A San Francisco courthouse which survived devastating earthquakes in 1905 and 1989 will soon be the epicentre of a water fluoridation trial that may shake up perceptions of a practice long deemed to ensure good health.
One side in the dispute is essentially at odds with itself while recently published Canadian studies promise to be a primary focus of legal arguments. But the proceeding’s true groundbreaking potential lies in the stakes.
Likely hanging in the balance is the future of artificial water fluoridation in the U.S. with shock waves possibly to be felt in countries which still add synthetic fluoride agents to their drinking water.
The plaintiffs comprise a coalition of citizens’ groups, while the defendant is the U.S. Environmental Protection Agency (EPA). At issue is the potential health risks posed by artificial water fluoridation (AWF).
The EPA regulates maximum contamination level (MCL) of fluoride in drinking water by its known risk of causing dental fluorosis — the scarring of enamel from excessive fluoride exposure during tooth formation.
Although fluorosis rates are on the rise and afflicting the majority of U.S. teens, the EPA deems mild fluorosis a minimal and therefore acceptable risk.
But an independent organization of scientists, some of whom work for the EPA, has sought to intervene in the California case with its own court brief. The document warns the EPA’s logic “may overlook aggregate and cumulative risks” associated with AWF.

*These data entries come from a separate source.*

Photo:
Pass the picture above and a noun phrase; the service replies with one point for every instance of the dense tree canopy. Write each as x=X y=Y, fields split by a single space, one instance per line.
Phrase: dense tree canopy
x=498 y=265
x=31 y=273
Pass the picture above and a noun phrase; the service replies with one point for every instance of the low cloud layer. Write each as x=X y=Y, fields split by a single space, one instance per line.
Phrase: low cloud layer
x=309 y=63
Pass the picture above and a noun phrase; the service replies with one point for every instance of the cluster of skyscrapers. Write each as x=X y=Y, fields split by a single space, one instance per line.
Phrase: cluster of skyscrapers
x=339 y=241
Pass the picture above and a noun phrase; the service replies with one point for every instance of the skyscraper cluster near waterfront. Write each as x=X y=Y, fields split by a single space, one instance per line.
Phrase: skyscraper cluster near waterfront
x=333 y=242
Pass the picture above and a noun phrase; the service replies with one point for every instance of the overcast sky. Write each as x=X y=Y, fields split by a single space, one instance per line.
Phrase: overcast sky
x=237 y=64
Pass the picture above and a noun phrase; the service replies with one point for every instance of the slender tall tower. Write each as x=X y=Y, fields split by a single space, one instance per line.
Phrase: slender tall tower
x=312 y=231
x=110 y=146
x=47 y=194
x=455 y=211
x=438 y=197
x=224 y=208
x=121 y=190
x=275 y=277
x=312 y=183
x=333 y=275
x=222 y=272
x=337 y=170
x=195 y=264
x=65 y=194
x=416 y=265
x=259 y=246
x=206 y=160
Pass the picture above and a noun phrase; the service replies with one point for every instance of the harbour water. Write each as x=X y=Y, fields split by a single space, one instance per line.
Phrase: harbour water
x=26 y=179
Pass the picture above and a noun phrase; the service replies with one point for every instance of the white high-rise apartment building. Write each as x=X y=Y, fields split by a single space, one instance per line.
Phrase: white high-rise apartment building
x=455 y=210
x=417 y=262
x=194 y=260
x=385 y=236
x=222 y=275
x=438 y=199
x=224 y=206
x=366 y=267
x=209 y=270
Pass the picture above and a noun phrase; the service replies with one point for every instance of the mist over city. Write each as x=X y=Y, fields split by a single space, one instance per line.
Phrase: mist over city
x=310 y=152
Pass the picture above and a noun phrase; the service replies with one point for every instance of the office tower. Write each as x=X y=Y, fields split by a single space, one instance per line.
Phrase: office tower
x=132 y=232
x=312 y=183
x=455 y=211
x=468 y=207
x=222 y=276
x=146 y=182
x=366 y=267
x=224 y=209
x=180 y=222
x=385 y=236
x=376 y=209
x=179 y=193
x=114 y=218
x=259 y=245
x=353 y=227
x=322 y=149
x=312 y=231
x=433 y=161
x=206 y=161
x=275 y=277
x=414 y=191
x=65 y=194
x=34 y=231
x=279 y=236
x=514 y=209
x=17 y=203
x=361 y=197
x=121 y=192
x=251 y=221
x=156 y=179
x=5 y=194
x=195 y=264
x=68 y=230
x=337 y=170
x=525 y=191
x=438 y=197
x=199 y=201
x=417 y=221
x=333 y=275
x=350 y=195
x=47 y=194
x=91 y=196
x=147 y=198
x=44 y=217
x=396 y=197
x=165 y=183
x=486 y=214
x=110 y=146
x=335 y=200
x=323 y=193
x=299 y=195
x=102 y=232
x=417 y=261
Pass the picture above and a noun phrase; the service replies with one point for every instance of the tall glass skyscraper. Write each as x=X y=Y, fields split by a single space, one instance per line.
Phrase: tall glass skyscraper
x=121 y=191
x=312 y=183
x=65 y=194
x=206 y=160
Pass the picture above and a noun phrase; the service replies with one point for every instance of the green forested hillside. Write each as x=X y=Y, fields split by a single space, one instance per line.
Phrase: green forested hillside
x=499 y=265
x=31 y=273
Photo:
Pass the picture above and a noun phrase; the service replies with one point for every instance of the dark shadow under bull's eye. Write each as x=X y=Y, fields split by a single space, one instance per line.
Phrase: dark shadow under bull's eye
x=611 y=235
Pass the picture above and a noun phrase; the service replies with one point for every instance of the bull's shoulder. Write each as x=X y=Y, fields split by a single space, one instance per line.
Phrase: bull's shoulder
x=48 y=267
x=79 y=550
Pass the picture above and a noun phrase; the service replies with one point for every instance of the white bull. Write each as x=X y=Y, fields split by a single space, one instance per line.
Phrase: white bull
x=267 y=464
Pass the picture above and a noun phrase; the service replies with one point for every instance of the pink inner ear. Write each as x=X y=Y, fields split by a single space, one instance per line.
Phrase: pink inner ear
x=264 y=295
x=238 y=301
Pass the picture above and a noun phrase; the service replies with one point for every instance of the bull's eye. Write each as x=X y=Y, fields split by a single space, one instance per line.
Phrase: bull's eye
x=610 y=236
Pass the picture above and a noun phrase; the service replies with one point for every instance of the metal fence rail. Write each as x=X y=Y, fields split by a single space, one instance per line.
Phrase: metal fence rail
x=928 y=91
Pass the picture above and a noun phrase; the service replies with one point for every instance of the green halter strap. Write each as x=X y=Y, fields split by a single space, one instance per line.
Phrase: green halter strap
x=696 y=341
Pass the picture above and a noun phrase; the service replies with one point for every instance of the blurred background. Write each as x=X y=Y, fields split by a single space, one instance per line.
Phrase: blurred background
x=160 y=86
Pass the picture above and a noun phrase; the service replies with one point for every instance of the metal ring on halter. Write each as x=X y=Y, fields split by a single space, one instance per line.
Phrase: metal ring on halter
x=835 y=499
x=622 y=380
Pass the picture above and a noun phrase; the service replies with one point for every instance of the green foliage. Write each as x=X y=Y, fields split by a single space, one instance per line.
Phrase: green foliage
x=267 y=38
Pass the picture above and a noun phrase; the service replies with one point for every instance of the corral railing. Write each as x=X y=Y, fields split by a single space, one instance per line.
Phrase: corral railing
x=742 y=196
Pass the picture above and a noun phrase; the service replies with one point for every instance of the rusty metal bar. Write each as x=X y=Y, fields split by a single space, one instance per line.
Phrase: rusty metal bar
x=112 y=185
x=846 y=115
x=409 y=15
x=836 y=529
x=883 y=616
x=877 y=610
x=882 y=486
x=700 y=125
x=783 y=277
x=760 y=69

The coalition of plaintiffs includes Food & Water Watch, the American Academy of Environmental Medicine, the International Academy of Oral Medicine and Toxicology and the Organic Consumers Association.
Four Canadian studies outlined in the coalition’s (plaintiffs’) Proposed Findings of Fact contribute to mounting evidence of neurotoxic harm from fluoride at exposure levels common in fluoridated communities.
Evidence from these studies suggests the practice may result in lower childhood IQs and higher rates of ADHD.
Since its conclusions were so alarming, one of these studies was subjected to additional scrutiny before it was published in JAMA Pediatrics. The publication’s editor then joined the author in stating pregnant women would be prudent to avoid drinking artificially fluoridated water.
Similar advisories were not unknown in 2018, yet they were absent from that year’s oral health report compiled by the Windsor-Essex County Health Unit — a document that some believe relied on targeted and biased public-opinion surveys to promote a return to AWF.
Further, the report fails to establish that declines in oral health were caused by the 2013 cessation of AWF in Windsor. Its own data showed the greatest rate of decline actually occurred prior to 2013, when our community was also reeling from a dramatic plunge in average household income — a significant barrier to dental-care access.
Science is, as it should be, the primary yardstick for establishing public health policy. But science does not stand still. (It took decades for researchers to provide decision-makers with compelling evidence of tobacco’s destructive potential).
Nevertheless, proponents of AWF have consistently dismissed new research that has raised questions of safety. Our Medical Officer of Health told city council he had proof of safety, but an Access to Information Act request sent to the health unit revealed it had no studies which demonstrate artificially fluoridated water is safe for pregnant women.
There are now 65 studies that show a potential link between elevated fluoride exposure and cognitive impairment in developing children, which certainly outweighs dental fluorosis on the scale of acceptable risks.
The California trial is scheduled to begin June 8. Should the plaintiffs win their case, the EPA could be forced into a rule-making process that would ban AWF delivery agents under the U.S. Toxic Substances Control Act.
The roughly 30 per cent of Canadian municipalities that still practice AWF would then be hard-pressed to justify the status quo, particularly in the wake of Health Canada’s response to a 2014 Access to Information Act request for “reports, studies, toxicology and clinical tests relating to hydrofluorosilicic acid in Canadian tap water.”
Said the agency: “After a thorough search of the requested information, no records were located which respond to your request.”
Windsor area politicians and public health officials were aware of this gap in the AWF safety narrative in 2018.
I wonder if they hear the rumblings from California.